SMOTE works by generating new instances from existing minority cases that you supply as input. SMOTE does not change the number of majority cases.

New instances are not just copies of existing minority class instances. SMOTE synthesizes new minority instances between existing (real) minority instances. The algorithm takes samples of the feature space for each target class and its nearest neighbors, and generates new examples combining the features of the target case with features of its neighbors. This approach increases the features available to each class and makes the samples more general.

Squark

1.) The company that produces Squark Seer, most powerful AI predictive tool available, distinguished by its use of automated machine learning (AutoML) to achieve completely codeless operation. See www.squarkai.com.

2.) In particle physics, the hypothetical supersymmetric boson counterpart of a quark, with spin 0.

Supervised Learning

Learning from data sets containing labels or known outcomes, where the algorithms build models based on the patterns in that “training” data. The resulting models are generalized and can be applied to new, never-before-seen data. Supervised Learning is used for classification and regression problems.

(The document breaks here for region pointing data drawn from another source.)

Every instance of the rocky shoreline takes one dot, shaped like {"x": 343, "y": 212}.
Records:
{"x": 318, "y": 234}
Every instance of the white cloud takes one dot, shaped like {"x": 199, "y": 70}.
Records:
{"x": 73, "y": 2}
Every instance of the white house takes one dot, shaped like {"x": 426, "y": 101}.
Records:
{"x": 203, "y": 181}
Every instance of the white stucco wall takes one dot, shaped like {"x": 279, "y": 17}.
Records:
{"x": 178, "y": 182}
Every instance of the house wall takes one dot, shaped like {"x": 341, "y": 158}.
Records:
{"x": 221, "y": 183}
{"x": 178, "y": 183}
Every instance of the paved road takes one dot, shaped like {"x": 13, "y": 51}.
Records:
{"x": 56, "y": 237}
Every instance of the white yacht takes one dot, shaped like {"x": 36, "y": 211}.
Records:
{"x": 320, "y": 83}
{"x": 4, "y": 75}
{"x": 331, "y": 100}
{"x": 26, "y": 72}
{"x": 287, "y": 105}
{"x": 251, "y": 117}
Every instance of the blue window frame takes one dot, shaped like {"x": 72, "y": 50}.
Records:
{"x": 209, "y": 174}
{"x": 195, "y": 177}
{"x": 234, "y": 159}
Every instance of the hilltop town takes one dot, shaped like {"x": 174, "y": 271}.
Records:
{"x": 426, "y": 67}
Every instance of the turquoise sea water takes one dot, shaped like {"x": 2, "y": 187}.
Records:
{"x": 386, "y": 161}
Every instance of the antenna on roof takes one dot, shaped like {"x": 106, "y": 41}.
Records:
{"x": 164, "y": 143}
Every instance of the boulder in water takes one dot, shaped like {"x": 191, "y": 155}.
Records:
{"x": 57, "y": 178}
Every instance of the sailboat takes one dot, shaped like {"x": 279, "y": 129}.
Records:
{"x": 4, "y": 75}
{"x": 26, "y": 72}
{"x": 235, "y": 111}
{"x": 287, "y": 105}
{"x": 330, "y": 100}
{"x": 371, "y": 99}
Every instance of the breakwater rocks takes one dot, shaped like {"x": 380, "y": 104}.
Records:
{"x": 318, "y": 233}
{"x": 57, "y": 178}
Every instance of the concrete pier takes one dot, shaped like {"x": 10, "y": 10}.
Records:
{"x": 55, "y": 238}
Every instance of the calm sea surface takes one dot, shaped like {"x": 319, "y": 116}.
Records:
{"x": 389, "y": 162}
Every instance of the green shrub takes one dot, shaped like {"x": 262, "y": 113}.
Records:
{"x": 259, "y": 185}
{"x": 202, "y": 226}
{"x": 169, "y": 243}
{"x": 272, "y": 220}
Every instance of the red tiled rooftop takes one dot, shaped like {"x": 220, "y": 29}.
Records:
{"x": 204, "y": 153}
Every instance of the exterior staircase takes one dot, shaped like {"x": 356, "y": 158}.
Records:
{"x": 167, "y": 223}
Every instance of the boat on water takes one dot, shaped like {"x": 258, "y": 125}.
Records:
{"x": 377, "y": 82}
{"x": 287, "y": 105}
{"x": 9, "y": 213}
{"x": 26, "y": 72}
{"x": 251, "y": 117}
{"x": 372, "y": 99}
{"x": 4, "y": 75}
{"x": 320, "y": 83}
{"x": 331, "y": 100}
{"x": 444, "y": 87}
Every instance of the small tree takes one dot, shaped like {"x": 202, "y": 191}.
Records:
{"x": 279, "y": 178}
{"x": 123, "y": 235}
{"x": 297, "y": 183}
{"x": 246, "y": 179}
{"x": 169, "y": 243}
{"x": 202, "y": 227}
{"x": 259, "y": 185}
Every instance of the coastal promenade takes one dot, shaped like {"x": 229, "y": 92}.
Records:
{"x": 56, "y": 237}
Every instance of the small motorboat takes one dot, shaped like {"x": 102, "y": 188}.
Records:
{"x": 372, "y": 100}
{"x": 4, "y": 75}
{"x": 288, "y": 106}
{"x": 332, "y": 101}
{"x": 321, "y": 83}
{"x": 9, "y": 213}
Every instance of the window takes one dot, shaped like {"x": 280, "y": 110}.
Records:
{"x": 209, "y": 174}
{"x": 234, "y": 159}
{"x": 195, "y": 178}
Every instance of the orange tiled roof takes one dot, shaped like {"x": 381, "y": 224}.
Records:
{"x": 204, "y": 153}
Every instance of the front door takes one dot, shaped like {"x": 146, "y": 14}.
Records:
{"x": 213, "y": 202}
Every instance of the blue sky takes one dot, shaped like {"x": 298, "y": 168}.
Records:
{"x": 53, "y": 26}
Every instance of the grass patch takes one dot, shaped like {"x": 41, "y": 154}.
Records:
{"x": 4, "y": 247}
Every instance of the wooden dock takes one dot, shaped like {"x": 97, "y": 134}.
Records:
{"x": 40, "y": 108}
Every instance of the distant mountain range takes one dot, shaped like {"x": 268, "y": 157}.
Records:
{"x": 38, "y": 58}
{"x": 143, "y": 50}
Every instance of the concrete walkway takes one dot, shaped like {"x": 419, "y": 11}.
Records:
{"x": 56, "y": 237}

Training Data contains labels for data columns (features) and known outcomes for the columns (features) to be predicted. Known outcomes may included classifications of two (binary) or more (multi-class) possibilities. Known outcomes that are scalar values (numbers) are used for regression predictions such as forecasts.

When the machine learning process is completed, the Machine Learning system uses models built from Training Data to add predicted values to the Production Data. Production data with the appended prediction values are output as Predictions data sets.

Time Series Forecasting

Time series forecasting is a particular way of handling date-time information in model building. It takes into account the sequence in which events occur. This technique is essential when modeling regressions where factors such as seasonality, weather conditions, and economic indicators may be predictive of future outcomes. Consequently, sales forecasts and marketing projections are classic use cases for time series forecasting. Time series analysis utilizes algorithms that are specially tuned to predict using relative date-time information.

Transfer Learning

This method tries to take training data used for one thing and reused it for a new set of tasks, without having to retrain the system from scratch.

Underfitting

Underfitting occurs when models do not learn sufficiently from training data to be useful for generalized predictions. Under-fit models do not detect the underlying patterns in data, often due to over-simplification of features or over-regularization of training data.

Unsupervised Learning

Learning is unsupervised when AI algorithms are given unlabeled data and must make sense of it without any instruction. Such machines “teach themselves” what result to produce. The algorithm looks for structure in the training data, like finding which examples are similar to each other and grouping them into clusters.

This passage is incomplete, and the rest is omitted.